November 15, 2006

Ralph Peters: an 'I was wrong' would be nice

The increasingly unhinged Ralph Peters, today:

With political correctness permeating our government and even the upper echelons of the military, we never tried the one technique that has a solid track record of defeating insurgents if applied consistently: the rigorous imposition of public order.

Peters, eight months ago:

In place of the civil war that elements in our media declared, I saw full streets, open shops, traffic jams, donkey carts, Muslim holiday flags - and children everywhere, waving as our Humvees passed. Even the clouds of dust we stirred up didn't deter them. And the presence of children in the streets is the best possible indicator of a low threat level.

Posted by BruceR at 04:09 PM

Troop numbers in Afghanistan v Iraq: are different prescriptions required?

A reader of the last few posts could ask why a proposal by Bill Clinton to increase Afghan force levels by 8,000 meets with some approval and a proposed increase by John McCain of Iraq force levels by 20,000 does not.

Leaving aside all the other obvious differences between the situations in the two nations, an argument for this view can still be made solely for statistical reasons. Simply put, the McCain proposal is repeating something that's already been tried, whereas the Clinton proposal is breaking new ground.

In Iraq, coalition forces there are at pretty much their historic average for troop numbers in country: 161,000. The McCain proposal to increase this by 20,000 only brings the number back to the 183,000 peak it's already been at twice before, with no apparent lasting impact on violence levels nation-wide. (The old line about insanity being doing the same exact thing and expecting different results may be worth considering in this context.)

In Afghanistan, NATO force levels, now slightly above 30,000, are at their historic high. There have never been as many Western troops dedicated to the Afghan problem as there have been since early this fall. Clinton's proposal is, that in light of recent developments that indicate trouble ahead in the southern and eastern NATO regional command areas in 2007, that this number should be increased even further, up as much as 40,000.

Also worth noting in this context is that troop levels, compared to the size of the population, are significantly lower in Afghanistan than in Iraq. Iraq-style troop levels, or anything remotely close to them, have never been tried in Afghanistan until now. Even the Clinton proposal would only bring troop densities up to 3 coalition soldiers per 1000 inhabitants... still less than half of the Iraq average (see graph below):

Coalition soldiers per 1000 inhabitants

The argument of the numbers indicates that, in the absence of other changes in doctrine and strategy, another 20,000 soldiers in Iraq is unlikely to accomplish anything previous similarly-sized attempts already have. To really put the thesis that troop levels are the main issue in these occupation efforts to the test, one would have to increase the number of American soldiers on the ground in Iraq by a much larger number, perhaps as many as the 50,000 advocated by William Kristol here, for something in excess of six months.

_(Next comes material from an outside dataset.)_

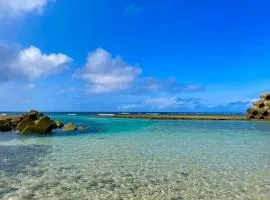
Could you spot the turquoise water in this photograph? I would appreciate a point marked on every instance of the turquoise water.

There are obvious questions about whether the United States has the force generation capacity to do this any time soon. Certainly, any significant increase in Iraq troop levels will rule out Clinton's recommended increase for Afghanistan. It's something of an either-or between reinforcing the two occupation efforts as much as proponents of either course have proposed.

This is a pity, because if the logic of those calling for troop level increases in Iraq has any validity, it will have even more validity in Afghanistan, where for a much smaller commitment of troops, one could potentially "flood the zone" with occupiers more effectively than one could ever do in Iraq. It's even possible that one extra reinforced brigade in Afghanistan next year would have as much influence on that country as committing two new divisions would in Iraq... even if those divisions existed to send. The risk here is, that by undermanning Afghanistan in 2007, one could end up significantly degrading the security situation in that country without having any significant offsetting influence in Iraq.

This is the same risk that is warned against, in the context of a single-country insurgency, by Andrew Krepinevich with his writings on an "inkblot strategy:" address the problem insufficiently on a country-wide basis, and you will lose all to the insurgents: focus on one province, or one city, and work out, and you have a better chance to succeed. It may be possible that policy makers in the U.S. and NATO should start envisioning Iraq-Afghanistan as a combined problem, where Afghanistan is currently the best location in the theatre for future inkblotting.